By Primrose Omoto
Base Titanium, a world-class mineral sands operator, has announced that it will decommission its mining operations in Kwale East and effectively end all mining operations in December 2024.
Base Titanium is Kenya’s largest mine, celebrated for the safety practices of its flagship operation, the Kwale Project, a part of Kenya’s Vision 2030.
The company has been exporting minerals abroad.
It successfully determined that current mineral reserves in the Kinondo Kwale Mine have a limited operational life.
At the end of 2024, the reserves will be depleted, products sold and the mine will close.
Base Titanium will continue to identify additional mineral deposits that may exist in close proximity to the existing operation according to the company’s external affairs general manager Simon Wall.

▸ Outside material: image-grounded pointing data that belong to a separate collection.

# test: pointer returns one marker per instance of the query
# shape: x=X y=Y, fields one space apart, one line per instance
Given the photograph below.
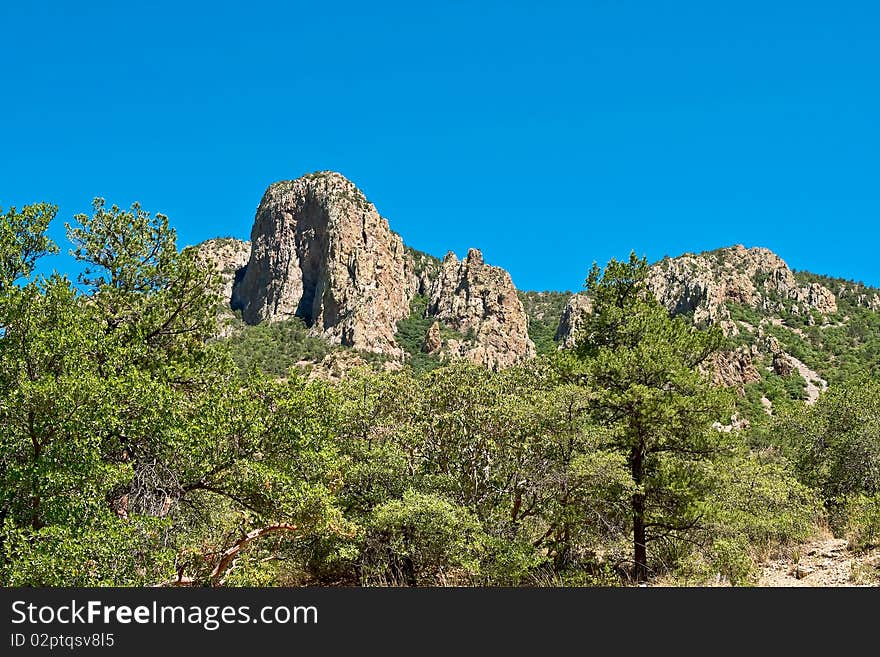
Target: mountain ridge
x=320 y=252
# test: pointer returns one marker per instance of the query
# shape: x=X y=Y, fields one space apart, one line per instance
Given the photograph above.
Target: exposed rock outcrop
x=433 y=342
x=228 y=257
x=733 y=369
x=701 y=285
x=321 y=252
x=578 y=306
x=480 y=302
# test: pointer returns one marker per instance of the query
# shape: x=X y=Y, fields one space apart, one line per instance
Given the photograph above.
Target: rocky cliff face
x=703 y=285
x=228 y=257
x=480 y=302
x=321 y=252
x=578 y=306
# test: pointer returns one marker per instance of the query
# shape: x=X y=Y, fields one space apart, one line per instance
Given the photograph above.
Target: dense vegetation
x=137 y=450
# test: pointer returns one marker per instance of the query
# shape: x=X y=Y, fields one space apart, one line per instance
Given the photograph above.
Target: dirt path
x=823 y=562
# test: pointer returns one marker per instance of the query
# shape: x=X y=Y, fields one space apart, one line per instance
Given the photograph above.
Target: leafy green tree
x=23 y=240
x=835 y=444
x=642 y=368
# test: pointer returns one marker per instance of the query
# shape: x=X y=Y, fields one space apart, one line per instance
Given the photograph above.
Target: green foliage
x=23 y=240
x=273 y=349
x=544 y=310
x=863 y=522
x=641 y=367
x=421 y=539
x=137 y=449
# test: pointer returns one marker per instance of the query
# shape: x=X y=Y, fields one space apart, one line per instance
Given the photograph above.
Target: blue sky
x=547 y=134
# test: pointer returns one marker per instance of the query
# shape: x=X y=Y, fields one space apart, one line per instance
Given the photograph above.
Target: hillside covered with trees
x=139 y=448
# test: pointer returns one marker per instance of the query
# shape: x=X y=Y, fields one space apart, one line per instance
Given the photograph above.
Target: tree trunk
x=640 y=550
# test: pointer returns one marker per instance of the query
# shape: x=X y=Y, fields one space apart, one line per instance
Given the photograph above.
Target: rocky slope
x=703 y=285
x=719 y=288
x=321 y=252
x=480 y=302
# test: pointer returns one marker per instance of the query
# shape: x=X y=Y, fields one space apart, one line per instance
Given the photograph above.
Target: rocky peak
x=480 y=302
x=703 y=285
x=321 y=252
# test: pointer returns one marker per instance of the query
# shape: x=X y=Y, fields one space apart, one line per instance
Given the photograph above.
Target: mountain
x=324 y=272
x=788 y=334
x=322 y=254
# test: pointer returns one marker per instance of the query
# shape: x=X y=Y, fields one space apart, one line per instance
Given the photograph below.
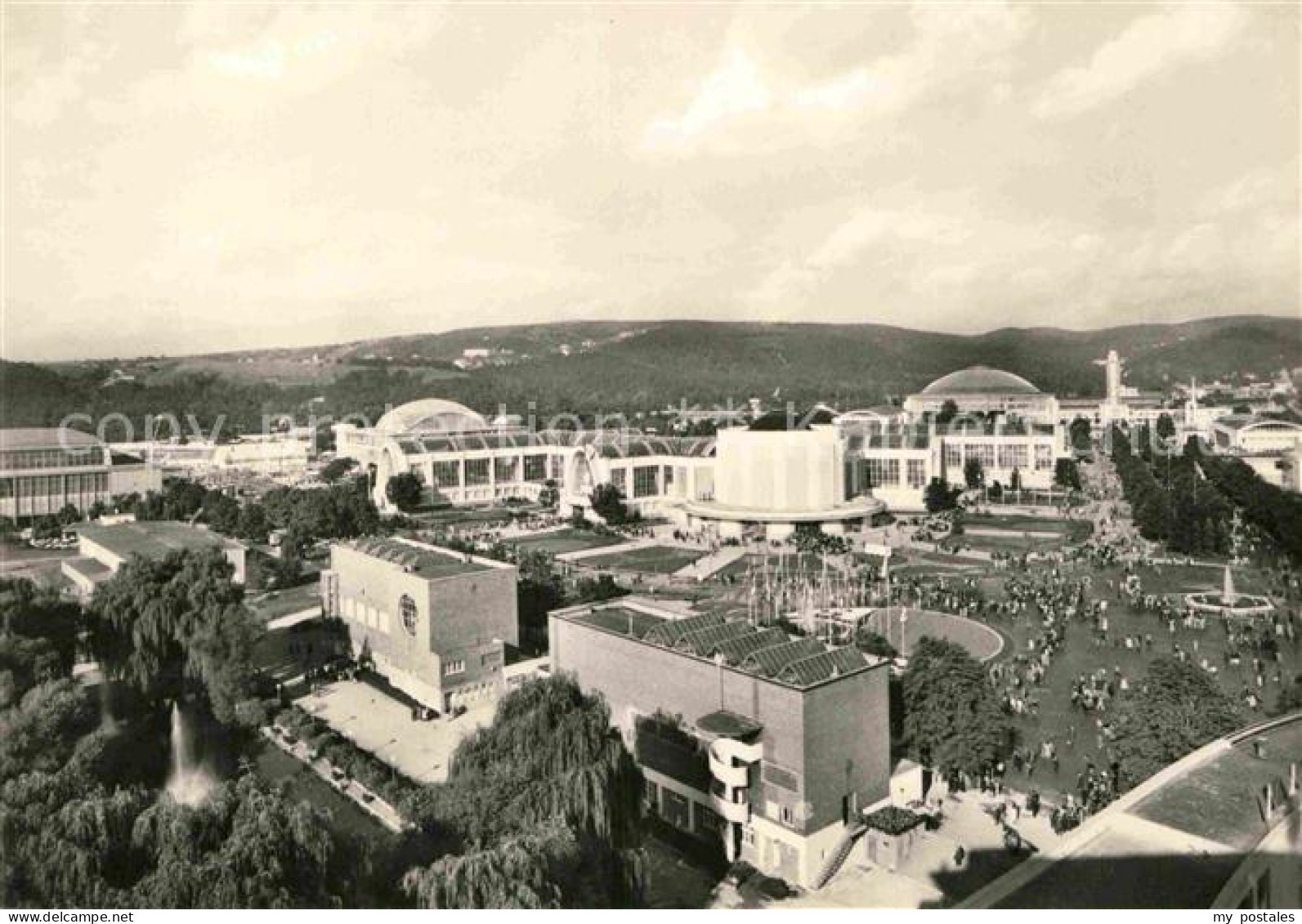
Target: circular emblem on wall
x=406 y=607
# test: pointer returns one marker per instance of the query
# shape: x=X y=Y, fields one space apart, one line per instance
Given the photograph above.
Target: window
x=645 y=480
x=678 y=810
x=507 y=469
x=535 y=469
x=406 y=609
x=447 y=474
x=1013 y=457
x=882 y=473
x=477 y=471
x=985 y=452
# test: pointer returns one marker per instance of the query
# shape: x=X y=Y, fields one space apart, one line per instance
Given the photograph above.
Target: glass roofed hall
x=432 y=415
x=981 y=380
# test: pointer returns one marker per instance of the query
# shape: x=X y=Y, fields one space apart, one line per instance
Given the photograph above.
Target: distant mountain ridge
x=623 y=366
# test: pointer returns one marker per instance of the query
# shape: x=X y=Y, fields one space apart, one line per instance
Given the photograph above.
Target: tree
x=176 y=625
x=404 y=491
x=939 y=496
x=1177 y=709
x=607 y=502
x=952 y=719
x=1081 y=431
x=534 y=869
x=550 y=802
x=253 y=524
x=336 y=469
x=1067 y=474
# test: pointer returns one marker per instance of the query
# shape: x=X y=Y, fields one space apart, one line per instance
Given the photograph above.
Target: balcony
x=737 y=812
x=728 y=774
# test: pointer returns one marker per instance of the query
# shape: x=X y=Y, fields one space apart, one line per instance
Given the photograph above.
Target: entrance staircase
x=844 y=846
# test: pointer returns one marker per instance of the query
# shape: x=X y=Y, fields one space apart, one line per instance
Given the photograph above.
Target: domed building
x=979 y=390
x=461 y=458
x=430 y=415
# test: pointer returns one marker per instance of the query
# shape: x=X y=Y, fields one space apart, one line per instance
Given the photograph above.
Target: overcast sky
x=198 y=179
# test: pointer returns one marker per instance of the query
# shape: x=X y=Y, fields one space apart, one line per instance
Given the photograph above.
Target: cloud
x=294 y=52
x=726 y=96
x=1148 y=47
x=946 y=46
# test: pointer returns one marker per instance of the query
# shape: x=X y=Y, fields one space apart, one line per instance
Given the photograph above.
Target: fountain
x=1228 y=596
x=189 y=783
x=1229 y=601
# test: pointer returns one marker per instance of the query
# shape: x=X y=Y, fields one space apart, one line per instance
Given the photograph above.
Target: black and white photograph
x=654 y=456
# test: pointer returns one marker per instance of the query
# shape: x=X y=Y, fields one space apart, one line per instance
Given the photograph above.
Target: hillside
x=629 y=366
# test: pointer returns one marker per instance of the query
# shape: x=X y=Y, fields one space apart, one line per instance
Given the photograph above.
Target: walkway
x=365 y=798
x=713 y=562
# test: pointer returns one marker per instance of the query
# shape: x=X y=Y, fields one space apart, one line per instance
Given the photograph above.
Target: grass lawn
x=646 y=560
x=291 y=600
x=566 y=540
x=1189 y=578
x=1080 y=656
x=1010 y=543
x=1018 y=522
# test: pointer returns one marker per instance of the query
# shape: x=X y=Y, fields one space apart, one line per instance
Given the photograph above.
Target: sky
x=190 y=179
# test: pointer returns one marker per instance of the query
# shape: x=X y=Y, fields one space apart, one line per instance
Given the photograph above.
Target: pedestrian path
x=713 y=562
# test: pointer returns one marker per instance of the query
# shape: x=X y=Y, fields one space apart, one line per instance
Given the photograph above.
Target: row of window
x=54 y=485
x=17 y=460
x=505 y=469
x=886 y=473
x=999 y=456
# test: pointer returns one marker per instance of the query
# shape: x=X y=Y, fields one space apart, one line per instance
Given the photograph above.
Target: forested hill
x=627 y=366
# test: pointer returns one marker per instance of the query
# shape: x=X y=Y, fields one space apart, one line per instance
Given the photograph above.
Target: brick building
x=772 y=744
x=435 y=623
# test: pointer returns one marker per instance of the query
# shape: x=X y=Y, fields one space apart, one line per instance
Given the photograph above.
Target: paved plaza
x=382 y=725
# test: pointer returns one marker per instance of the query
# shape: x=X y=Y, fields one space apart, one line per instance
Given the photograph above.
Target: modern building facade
x=763 y=480
x=981 y=390
x=771 y=744
x=43 y=470
x=103 y=550
x=434 y=623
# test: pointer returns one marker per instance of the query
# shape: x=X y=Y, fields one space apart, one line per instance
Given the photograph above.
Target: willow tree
x=548 y=761
x=952 y=719
x=163 y=627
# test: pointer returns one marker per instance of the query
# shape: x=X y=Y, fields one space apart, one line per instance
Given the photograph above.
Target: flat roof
x=1218 y=799
x=766 y=652
x=44 y=438
x=427 y=561
x=153 y=539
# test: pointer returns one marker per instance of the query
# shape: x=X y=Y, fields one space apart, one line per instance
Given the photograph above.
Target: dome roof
x=981 y=380
x=430 y=415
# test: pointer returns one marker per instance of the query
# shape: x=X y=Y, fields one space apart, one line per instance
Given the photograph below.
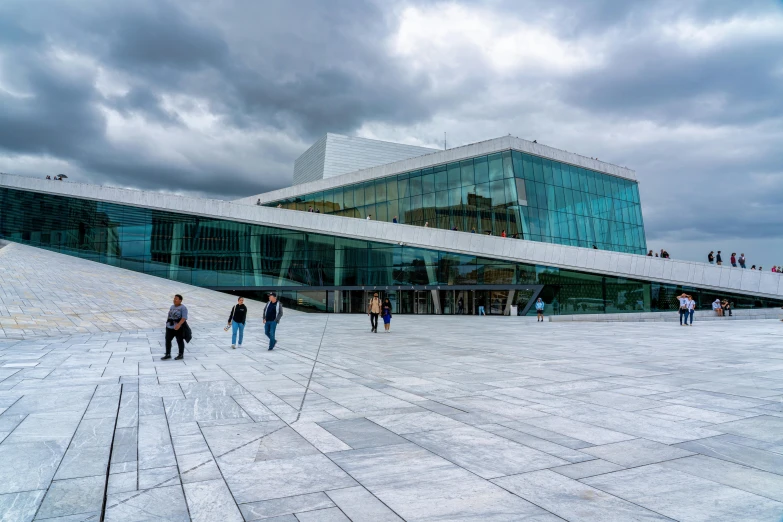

“Exploration is the future of mining in Kwale County. The company will continue to operate in the industry as an exploration company,” explained Simon Wall, adding that “Exploration is a 12-month process that determines the viability of a location for profitable mining.”he said
The closure of a mining company will have significant impacts on the surrounding community and environment since a lot of jobs will be lost as well as business opportunities that have existed for decades since mining and exportation started in 2013.
Simon said that the company is committed to sustainable mining practices and has been working towards minimizing and mitigating the impacts of mining operations.
“The company’s rehabilitation and restoration programs are aimed at returning the land disturbed by mining activities to a degree of its former state. The company’s initiative to use the byproducts of the mining process to develop a water retention plant is a step towards sustainable mining practices,” Simon Wall revealed.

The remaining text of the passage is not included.